Alf
Alf

Reputation: 1989

Specifying x- and y-range for a python matplotlib.pyplot contour plot

I want to make a contour plot which excludes a few coordinates, e.g. every x-coordinates that are larger then a certain threshold, let's say 9. I am not asking how to set the axes ranges, since other stuff will later we overplotted in that region with x>9.

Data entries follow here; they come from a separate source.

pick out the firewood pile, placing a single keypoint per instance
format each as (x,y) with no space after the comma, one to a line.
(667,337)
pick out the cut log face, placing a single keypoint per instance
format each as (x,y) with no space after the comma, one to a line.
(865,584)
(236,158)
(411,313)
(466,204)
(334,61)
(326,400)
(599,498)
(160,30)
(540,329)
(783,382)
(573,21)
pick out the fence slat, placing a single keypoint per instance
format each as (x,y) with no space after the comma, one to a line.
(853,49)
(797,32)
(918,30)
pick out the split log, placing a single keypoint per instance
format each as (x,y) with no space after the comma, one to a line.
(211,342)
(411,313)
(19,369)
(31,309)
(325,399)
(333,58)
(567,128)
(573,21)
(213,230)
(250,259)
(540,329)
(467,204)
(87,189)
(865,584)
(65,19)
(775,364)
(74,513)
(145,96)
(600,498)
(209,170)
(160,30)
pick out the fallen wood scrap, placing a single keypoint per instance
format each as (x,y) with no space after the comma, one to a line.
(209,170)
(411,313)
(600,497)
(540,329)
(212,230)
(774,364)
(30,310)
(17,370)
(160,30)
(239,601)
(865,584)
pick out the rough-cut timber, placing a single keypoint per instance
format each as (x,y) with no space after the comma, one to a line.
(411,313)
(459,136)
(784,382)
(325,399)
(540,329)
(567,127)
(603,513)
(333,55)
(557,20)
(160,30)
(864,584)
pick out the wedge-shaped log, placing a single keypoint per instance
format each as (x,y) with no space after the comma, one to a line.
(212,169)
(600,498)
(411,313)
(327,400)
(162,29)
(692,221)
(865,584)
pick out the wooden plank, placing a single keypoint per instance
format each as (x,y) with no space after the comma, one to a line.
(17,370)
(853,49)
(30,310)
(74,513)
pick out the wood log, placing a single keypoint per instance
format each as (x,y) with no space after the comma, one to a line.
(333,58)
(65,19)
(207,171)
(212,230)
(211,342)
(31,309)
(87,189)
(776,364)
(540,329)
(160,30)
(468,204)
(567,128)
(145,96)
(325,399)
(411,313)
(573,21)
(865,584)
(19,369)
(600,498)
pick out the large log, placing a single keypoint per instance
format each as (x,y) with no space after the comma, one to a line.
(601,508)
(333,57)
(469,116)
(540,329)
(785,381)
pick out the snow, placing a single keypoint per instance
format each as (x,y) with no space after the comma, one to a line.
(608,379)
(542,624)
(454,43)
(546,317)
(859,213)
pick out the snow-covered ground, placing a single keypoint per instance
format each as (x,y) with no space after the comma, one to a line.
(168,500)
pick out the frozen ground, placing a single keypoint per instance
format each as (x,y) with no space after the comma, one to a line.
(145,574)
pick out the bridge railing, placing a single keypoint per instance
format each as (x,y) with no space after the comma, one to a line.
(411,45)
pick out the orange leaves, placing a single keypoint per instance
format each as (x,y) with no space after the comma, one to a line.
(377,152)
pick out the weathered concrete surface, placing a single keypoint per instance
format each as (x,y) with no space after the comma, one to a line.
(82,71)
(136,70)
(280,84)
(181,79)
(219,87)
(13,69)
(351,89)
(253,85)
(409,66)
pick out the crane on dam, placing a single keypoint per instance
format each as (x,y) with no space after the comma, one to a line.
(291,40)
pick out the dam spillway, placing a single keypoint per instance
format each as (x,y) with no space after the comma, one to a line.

Making the contour plot is straightforward:

import matplotlib.pyplot as plt
import numpy as np

# create x and y array
Nx = 20
Ny = 30
x = np.linspace(0,10,Nx)
y = np.linspace(0,10,Ny)

# data to plot
z = np.random.rand( Ny, Nx )

# create grid for contours
xx, yy = np.meshgrid(x, y)

fig = plt.figure( figsize=(8,6) )
ax1 = fig.add_subplot( 1,1,1 )
ax1.contourf( xx, yy, z )

plt.show()

My naive idea was to use something like

ax1.contourf( xx[np.where(xx<9)], yy[np.where(xx<9)], z[np.where(xx<9)] )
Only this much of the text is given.